Well, I just finished day 49 and its amazing that I did. Yesterday was a tough day--one that almost caused me to give up on a lot of things! Thank God its over and after 1 nightmare last night (my 3rd or 4th night in a row w/ nightmares); and near panic attacks (only near, though!)...I made it to today and to the Light! Hallelujah! I'm grateful to the Lord for that.
There have been so many things going on-a sibling going through hard and crazy marital problems after 30 years of marriage. I had a thyroid biopsy (negative, thank God!) ; all Holiday plans all messed up...just a bunch of things. I tried journaling yesterday a couple of times and outside of a few words here and there the majority of it all was, "I don't know."
Clueless is what the feeling is like. I came so close to just losing faith yesterday. I called a friend and although we didn't talk about the problem (we'll meet in a couple of days for that), she prayed for me and that I have courage. Boy, did that help...that's exactly what I needed was courage. Courage to face everything that's going on i my life right now. Even the courage to tell myself the truth...and to hear the truth even from others.
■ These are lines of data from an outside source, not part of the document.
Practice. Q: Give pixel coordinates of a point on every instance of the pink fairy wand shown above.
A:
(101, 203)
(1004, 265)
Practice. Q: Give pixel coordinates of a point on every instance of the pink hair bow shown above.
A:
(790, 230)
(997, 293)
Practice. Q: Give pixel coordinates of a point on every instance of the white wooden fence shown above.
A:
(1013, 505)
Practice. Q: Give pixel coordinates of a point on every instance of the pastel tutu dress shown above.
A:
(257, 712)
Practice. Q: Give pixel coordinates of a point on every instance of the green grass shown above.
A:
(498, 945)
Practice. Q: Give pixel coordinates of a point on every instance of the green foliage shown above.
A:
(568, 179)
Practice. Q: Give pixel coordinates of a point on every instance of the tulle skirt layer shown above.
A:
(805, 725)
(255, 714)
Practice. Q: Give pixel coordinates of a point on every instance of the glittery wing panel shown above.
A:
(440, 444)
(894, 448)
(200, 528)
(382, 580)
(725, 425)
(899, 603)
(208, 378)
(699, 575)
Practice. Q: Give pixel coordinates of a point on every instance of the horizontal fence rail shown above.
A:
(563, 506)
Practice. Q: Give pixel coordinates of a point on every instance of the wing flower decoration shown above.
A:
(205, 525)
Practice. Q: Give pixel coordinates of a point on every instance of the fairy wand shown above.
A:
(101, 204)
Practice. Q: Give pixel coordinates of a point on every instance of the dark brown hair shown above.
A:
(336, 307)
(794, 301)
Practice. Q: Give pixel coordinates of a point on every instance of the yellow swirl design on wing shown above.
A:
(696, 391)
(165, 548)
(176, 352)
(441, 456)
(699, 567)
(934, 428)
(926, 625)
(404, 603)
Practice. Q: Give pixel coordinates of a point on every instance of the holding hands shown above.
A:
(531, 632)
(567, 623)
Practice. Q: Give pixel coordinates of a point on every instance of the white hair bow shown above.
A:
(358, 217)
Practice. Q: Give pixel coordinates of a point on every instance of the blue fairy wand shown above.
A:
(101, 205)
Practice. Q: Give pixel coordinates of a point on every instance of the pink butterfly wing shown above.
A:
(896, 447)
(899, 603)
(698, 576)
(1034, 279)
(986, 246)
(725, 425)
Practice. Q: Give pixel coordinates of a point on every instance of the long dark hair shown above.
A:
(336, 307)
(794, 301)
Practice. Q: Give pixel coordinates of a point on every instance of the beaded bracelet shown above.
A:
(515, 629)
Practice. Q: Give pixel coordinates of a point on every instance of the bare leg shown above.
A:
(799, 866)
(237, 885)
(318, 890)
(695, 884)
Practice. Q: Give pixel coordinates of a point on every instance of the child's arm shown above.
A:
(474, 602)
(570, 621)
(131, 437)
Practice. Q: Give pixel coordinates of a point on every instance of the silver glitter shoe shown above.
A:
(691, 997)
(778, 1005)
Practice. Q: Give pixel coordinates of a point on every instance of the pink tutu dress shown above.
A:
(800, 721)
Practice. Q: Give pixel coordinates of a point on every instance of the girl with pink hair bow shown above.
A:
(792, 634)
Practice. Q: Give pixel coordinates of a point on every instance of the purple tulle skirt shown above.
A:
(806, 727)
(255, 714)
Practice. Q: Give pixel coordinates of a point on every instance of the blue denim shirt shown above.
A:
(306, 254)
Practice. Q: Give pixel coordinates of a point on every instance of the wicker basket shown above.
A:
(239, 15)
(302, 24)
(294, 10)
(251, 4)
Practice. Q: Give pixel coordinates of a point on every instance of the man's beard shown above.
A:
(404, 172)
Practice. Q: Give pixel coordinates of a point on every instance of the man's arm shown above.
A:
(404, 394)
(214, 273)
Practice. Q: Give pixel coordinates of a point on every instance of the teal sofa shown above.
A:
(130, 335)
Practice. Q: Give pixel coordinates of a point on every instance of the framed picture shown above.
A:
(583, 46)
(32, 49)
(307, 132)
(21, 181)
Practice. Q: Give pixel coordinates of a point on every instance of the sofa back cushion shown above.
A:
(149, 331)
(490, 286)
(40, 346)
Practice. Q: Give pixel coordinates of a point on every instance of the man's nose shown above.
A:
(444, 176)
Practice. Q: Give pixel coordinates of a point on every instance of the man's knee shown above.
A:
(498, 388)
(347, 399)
And someone did tell me the truth...ouch. One of the things they said was that I did not have enough room in my life for a husband or for friends (the friends part I didn't agree with). But the husband part (I'm single) made me stop and think...hmm...that's true. And what's also true is that I don't want to change my vision for my life--it's what i'm working hard to get to. SO, maybe I won't have a husband.
then a lot of women around me started flipping out with their spouses/mates, and I began to think...hmmm...maybe I really don't want a husband. Now (right now), I'm thinking...forget this husband thing!!! I want to just relax, have fun and enjoy everyday without all the craziness that's going on in these couples around me!
Yes, I want the love, intimacy, etc. but man, it seems like such a high price to pay! between who's mate doesn't want to go to work, doesn't want to pay the bills, doesn't care, doesn't want her to have friends, etc!!!
I don't know. But what I do know is that I want to continue on with my plans and forget this crazy idea of looking for someone. If he shows up and I fall madly in love :o) (very hollywoodish) great. But if not...I want to enjoy life no matter what. I want to make friends, laugh, love and move on forward from a day like yesterday into an even greater tomorrow.
Tomorrow night..salsa dancing. Friday..a heart to heart with a friend. Saturday...maybe home watching a movie. Sunday...church. It's all good.
Oh and the breakthrough? Getting a revelation that i can be happy alone!
and the fact that i lost 2 lbs ain't bad, either!!!